Who Did You Use To Be?

In reviewing old pictures I'm finding that I can remember who I was in those pictures, but sometimes it's weird to consider that THAT person and this person are the SAME person.
I don't know, sometimes, how I went from someone who wanted to be a high school band director to someone who runs a call center. It's really not the same skill set, other than bossing people around.
Did the person inside my skin change, or just the outside? What was important then is so not important now. I think now, as a parent, I appreciate the person I was guided to be. I see my mother in myself, and my father, and sometimes it makes me shudder and sometimes it makes me smile. At the age of 18 I would have probably been completely mortified to think that I'd be like either of them - and now I'm so happy for all the things about me that ARE.
It speaks of immortality, this sameness. The good and the bad of it, carried forward. And there, in my own children - I see sparks of it in them as I'm sure my husband does.
In this picture I'm 18, and with my mom and my brother Matt who is 8. We're on our last "family" vacation late in the summer before I went to college. I am full of hope. I am full of promise.
And I love that the hopes and promises in this picture didn't come true. But were replaced with different dreams, that were better than any I ever conceived.

6 comments:

Thailand Gal said...

Running a call center? Oh, my! :) I do think we find those similarities, traits that run through families. Sometimes that's a good thing. Sometimes it's not.


Peace,

~Chani

April Brandon said...

I can look at pictures of me 10 years ago, and not believe what I wanted from life then. It's funny how much you change, not even realizing that you are. It's funny how much your dreams and aspirations change without you even thinking about them.

Anonymous said...

I too have come a very long way and am nowhere near where I thought I would be. Yet I am happy with where I ended up!

Kids Storybook Crazy

Laura said...

I wonder what your mom's hopes and dreams were at that moment...

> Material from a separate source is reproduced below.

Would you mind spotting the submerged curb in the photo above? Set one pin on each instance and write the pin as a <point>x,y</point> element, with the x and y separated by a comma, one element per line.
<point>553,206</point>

I bet being a grandma is unimaginably better than she ever dreamed it would be.

Alison said...

Would you believe I always wanted to be a magazine editor? Since about the time I was 15. Of course, I thought I'd edit a hip, counterculture music magazine - and instead I'm editing a dry, enterprise software magazine. But - hey - I can't complain.

Becky said...

The farther away 18 gets, the harder it is to remember what I wanted.